Rebotaba. Sobre las cuatro paredes rebotaba, una y otra vez. Sus partes se fragmentaban entre ángulos y vértices y se deslizaban por encima de formas conocidas. Añoraban el mundo de afuera. Adentro, sus pensamientos elásticos se alargaban sobre la rigidez del espacio y resbalaban como gotas provocando una lluvia de ideas compartidas.

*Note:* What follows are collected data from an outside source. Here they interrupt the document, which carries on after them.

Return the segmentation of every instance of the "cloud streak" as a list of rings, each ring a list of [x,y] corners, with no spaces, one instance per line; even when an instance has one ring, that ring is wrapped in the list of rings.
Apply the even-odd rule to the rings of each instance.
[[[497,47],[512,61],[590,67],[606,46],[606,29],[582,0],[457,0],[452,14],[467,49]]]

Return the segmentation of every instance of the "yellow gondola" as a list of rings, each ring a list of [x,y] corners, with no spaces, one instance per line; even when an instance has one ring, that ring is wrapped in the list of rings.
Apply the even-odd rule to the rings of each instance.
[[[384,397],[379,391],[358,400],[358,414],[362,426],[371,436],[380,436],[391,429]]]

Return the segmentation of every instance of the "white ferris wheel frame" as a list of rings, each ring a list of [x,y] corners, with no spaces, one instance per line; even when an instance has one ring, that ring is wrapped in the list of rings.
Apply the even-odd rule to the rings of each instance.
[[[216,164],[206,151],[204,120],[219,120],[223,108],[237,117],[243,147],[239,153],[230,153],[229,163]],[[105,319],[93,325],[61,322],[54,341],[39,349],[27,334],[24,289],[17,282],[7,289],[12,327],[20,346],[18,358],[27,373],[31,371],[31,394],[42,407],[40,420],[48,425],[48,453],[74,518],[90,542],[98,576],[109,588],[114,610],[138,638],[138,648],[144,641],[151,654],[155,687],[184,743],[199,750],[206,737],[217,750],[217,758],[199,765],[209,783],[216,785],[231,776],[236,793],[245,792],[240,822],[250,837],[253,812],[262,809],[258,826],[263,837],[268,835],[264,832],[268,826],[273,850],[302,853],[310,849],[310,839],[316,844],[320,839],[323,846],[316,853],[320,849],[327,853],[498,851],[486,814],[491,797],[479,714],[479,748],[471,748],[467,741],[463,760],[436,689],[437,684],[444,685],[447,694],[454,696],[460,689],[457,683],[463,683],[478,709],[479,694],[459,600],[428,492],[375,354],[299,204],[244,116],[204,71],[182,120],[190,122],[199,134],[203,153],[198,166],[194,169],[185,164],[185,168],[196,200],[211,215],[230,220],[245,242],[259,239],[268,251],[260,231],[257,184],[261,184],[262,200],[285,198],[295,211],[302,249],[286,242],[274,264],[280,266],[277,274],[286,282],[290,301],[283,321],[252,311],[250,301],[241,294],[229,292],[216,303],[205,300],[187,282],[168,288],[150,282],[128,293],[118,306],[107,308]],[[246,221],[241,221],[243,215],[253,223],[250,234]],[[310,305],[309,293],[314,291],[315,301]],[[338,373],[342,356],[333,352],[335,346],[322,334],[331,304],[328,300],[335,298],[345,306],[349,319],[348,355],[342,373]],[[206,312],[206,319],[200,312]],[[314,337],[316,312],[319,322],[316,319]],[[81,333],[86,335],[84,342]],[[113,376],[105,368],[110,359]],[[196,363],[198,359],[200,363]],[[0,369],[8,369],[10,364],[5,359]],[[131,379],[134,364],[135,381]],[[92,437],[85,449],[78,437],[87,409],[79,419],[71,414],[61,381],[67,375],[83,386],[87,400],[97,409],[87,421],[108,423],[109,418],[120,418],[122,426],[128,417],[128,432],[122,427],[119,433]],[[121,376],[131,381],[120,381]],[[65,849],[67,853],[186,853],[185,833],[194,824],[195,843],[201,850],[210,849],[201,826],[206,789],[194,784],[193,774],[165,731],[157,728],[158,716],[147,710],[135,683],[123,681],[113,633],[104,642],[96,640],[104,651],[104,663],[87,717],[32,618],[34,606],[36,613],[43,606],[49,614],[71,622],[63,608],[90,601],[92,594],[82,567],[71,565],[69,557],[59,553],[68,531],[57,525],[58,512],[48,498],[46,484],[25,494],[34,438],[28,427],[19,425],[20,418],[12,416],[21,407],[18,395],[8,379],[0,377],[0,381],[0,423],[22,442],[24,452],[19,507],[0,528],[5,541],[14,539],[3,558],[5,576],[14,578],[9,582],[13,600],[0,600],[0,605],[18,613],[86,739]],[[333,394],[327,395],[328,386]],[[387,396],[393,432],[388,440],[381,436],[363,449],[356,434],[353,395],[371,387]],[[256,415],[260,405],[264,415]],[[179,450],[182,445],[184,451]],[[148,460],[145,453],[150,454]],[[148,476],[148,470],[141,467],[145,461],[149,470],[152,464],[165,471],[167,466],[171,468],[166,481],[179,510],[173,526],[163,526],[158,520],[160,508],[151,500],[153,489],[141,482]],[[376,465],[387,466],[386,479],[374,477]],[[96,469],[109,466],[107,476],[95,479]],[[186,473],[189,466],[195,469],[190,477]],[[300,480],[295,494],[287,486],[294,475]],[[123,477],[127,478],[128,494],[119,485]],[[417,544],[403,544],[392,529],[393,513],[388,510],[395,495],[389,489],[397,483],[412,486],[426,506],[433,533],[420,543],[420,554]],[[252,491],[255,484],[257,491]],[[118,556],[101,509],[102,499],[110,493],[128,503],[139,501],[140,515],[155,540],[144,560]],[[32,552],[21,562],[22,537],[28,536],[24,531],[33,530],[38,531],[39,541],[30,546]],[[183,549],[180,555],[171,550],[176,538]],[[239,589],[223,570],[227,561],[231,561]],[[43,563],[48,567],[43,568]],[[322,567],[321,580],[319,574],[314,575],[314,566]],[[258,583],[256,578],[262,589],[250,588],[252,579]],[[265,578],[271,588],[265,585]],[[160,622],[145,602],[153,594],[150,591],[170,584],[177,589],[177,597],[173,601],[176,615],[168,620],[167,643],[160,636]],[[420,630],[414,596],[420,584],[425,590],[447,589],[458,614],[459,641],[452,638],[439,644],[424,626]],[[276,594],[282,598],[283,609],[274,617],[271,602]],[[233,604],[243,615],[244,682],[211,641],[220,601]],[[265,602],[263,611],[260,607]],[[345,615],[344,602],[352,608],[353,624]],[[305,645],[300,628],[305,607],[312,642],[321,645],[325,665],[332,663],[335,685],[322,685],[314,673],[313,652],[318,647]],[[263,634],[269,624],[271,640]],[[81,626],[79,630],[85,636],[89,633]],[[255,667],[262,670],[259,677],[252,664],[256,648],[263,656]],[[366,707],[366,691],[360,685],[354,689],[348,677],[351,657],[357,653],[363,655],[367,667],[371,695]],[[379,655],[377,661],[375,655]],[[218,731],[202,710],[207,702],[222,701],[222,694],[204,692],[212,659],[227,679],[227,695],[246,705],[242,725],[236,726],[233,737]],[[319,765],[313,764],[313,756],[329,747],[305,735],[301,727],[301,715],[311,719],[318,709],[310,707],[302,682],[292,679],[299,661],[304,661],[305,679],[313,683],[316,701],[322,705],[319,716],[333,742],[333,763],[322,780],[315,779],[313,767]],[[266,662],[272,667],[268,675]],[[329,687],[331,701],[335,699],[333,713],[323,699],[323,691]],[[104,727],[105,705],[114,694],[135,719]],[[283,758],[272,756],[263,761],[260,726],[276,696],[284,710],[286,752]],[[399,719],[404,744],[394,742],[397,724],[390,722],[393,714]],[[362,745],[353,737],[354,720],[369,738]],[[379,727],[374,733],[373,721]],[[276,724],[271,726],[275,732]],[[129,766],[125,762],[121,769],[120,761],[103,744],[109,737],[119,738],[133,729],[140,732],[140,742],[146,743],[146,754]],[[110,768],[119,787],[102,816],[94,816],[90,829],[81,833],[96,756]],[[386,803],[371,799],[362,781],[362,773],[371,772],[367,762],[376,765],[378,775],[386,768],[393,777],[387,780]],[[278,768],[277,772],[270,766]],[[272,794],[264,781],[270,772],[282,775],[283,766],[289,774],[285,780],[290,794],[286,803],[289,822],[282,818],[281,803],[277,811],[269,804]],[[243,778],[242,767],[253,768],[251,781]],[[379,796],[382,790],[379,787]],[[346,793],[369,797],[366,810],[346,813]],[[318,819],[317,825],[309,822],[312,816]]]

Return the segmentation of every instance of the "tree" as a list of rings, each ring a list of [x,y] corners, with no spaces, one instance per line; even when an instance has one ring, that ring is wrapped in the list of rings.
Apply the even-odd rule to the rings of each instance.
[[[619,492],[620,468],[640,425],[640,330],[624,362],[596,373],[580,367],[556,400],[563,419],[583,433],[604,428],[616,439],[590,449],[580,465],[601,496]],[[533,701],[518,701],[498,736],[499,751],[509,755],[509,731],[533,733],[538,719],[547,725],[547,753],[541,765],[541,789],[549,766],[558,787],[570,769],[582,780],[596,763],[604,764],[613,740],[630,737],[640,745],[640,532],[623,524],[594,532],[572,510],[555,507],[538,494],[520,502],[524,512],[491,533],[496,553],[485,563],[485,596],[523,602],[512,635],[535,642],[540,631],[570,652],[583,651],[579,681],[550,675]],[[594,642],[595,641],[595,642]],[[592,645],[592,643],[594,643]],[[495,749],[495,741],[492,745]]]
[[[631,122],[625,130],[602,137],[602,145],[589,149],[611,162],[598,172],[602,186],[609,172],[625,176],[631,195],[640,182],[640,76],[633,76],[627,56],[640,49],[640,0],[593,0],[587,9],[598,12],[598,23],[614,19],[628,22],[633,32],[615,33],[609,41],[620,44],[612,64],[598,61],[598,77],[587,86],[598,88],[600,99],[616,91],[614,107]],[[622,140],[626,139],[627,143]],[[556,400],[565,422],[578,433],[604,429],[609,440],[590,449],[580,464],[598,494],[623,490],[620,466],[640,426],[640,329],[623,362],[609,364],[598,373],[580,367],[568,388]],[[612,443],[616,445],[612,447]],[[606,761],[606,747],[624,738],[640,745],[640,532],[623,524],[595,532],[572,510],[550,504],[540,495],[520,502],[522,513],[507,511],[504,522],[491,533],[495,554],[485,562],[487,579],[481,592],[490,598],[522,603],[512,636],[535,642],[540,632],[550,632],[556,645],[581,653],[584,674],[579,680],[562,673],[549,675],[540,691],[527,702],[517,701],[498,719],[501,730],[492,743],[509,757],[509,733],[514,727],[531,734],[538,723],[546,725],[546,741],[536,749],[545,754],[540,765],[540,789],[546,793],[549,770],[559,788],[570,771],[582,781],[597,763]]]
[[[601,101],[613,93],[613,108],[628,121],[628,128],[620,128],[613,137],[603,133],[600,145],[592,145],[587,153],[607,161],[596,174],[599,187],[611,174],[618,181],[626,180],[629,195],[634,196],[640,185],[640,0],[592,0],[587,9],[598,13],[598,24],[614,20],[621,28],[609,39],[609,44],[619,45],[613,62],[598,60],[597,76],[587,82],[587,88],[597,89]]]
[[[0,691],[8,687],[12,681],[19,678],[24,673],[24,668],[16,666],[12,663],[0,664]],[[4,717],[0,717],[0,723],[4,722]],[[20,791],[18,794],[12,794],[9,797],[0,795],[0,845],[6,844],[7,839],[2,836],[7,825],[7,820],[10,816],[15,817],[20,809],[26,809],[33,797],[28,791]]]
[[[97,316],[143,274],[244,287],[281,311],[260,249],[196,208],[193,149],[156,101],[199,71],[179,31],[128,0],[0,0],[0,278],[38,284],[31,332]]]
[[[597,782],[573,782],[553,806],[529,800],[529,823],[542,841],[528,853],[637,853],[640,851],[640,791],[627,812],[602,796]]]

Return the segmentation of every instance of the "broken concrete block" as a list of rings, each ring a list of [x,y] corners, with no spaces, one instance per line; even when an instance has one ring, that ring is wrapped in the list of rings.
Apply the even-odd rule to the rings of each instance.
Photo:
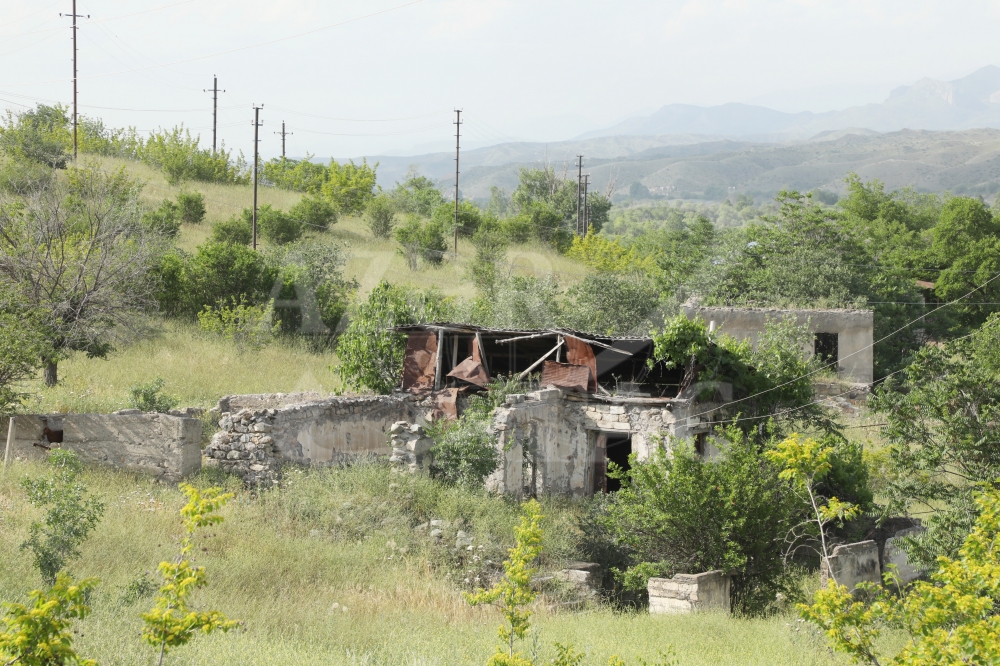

Rodaba como una pelota sin rumbo, un resorte en los rincones plagados de voces y destellos luminosos. Giraba alrededor del punto que lo contenía, su propia voz rebotando en el aire, expandiéndose a través de las ventanas, escapando de las fronteras para recuperar sus límites, para dejarse atrapar por el viento y viajar al encuentro de sus partes perdidas.

Vacíos

Los recuerdos dormían sobre la circunferencia seca, el perfume de los pétalos retenido en los bordes, el polen balanceándose en el aire de primavera, la huella del gineceo redondéandose en un fruto, el latido de cada gajo, la maduración de las formas, el peso sobre la rama y el desprendimiento, ese instante de vacío sobre las partes de una flor ausente, ese cíclico derrotero de la vida que se volvía semilla de a ratos para permanecer.